Analyzing and Improving the Image Quality of Stylegan

Abstract

The style-based GAN architecture (StyleGAN) yields state-of-the-art results in data-driven unconditional generative image modeling. We expose and analyze several of its characteristic artifacts, and propose changes in both model architecture and training methods to address them. In particular, we redesign the generator normalization, revisit progressive growing, and regularize the generator to encourage good conditioning in the mapping from latent codes to images. In addition to improving image quality, this path length regularizer yields the additional benefit that the generator becomes significantly easier to invert. This makes it possible to reliably attribute a generated image to a particular network. We furthermore visualize how well the generator utilizes its output resolution, and identify a capacity problem, motivating us to train larger models for additional quality improvements. Overall, our improved model redefines the state of the art in unconditional image modeling, both in terms of existing distribution quality metrics as well as perceived image quality.

Results and Models

Results (compressed) from StyleGAN2 config-f trained by MMGeneration
Model Comment FID50k P&R50k Config Download
stylegan2_config-f_ffhq_1024 official weight 2.8134 62.856/49.400 config model
stylegan2_config-f_lsun-car_384x512 official weight 5.4316 65.986/48.190 config model
stylegan2_config-f_horse_256 official weight - - config model
stylegan2_config-f_church_256 official weight - - config model
stylegan2_config-f_cat_256 official weight - - config model
stylegan2_config-f_ffhq_256 our training 3.992 69.012/40.417 config model
stylegan2_config-f_ffhq_1024 our training 2.8185 68.236/49.583 config model
stylegan2_config-f_lsun-car_384x512 our training 2.4116 66.760/50.576 config model

FP16 Support and Experiments

Currently, we have supported FP16 training for StyleGAN2, and here are the results for the mixed-precision training. (Experiments for FFHQ1024 will come soon.)

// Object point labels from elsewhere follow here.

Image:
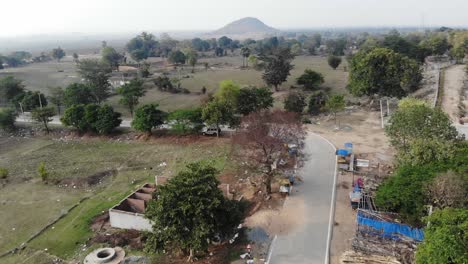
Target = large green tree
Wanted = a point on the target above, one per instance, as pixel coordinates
(58, 54)
(148, 117)
(7, 119)
(295, 102)
(384, 72)
(142, 46)
(310, 79)
(277, 66)
(190, 211)
(253, 99)
(335, 104)
(56, 96)
(445, 238)
(77, 93)
(421, 134)
(131, 93)
(96, 75)
(43, 115)
(111, 57)
(334, 61)
(10, 87)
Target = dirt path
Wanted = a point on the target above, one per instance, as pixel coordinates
(453, 85)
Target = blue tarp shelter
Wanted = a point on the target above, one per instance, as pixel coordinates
(390, 229)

Evaluation FID for FP32 and FP16 training

As shown in the figure, we provide 3 ways to do mixed-precision training for StyleGAN2:

  • stylegan2_c2_fp16_PL-no-scaler: In this setting, we try our best to follow the official FP16 implementation in StyleGAN2-ADA. Similar to the official version, we only adopt FP16 training for the higher-resolution feature maps (the last 4 stages in G and the first 4 stages). Note that we do not adopt the clamp way to avoid gradient overflow used in the official implementation. We use the autocast function from torch.cuda.amp package.
  • stylegan2_c2_fp16-globalG-partialD_PL-R1-no-scaler: In this config, we try to adopt mixed-precision training for the whole generator, but in partial discriminator (the first 4 higher-resolution stages). Note that we do not apply the loss scaler in the path length loss and gradient penalty loss. Because we always meet divergence after adopting the loss scaler to scale the gradient in these two losses.
  • stylegan2_c2_apex_fp16_PL-R1-no-scaler: In this setting, we adopt the APEX toolkit to implement mixed-precision training with multiple loss/gradient scalers. In APEX, you can assign different loss scalers for the generator and the discriminator respectively. Note that we still ignore the gradient scaler in the path length loss and gradient penalty loss.
Model Comment Dataset FID50k Config Download
stylegan2_config-f_ffhq_256 baseline FFHQ256 3.992 config ckpt
stylegan2_c2_fp16_partial-GD_PL-no-scaler_ffhq_256_b4x8_800k partial layers in fp16 FFHQ256 4.331 config ckpt
stylegan2_c2_fp16-globalG-partialD_PL-R1-no-scaler_ffhq_256_b4x8_800k the whole G in fp16 FFHQ256 4.362 config ckpt
stylegan2_c2_apex_fp16_PL-R1-no-scaler_ffhq_256_b4x8_800k the whole G&D in fp16 + two loss scaler FFHQ256 4.614 config ckpt

In addition, we also provide QuickTestImageDataset to users for quickly checking whether the code can be run correctly. It's more important for FP16 experiments, because some cuda operations may no support mixed precision training. Esepcially for APEX, you can use this config in your local machine by running:

bash tools/dist_train.sh \
  configs/styleganv2/stylegan2_c2_apex_fp16_quicktest_ffhq_256_b4x8_800k.py 1 \
  --work-dir ./work_dirs/quick-test

With a similar way, users can switch to config for partial-GD and config for globalG-partialD to test the other two mixed precision training configuration.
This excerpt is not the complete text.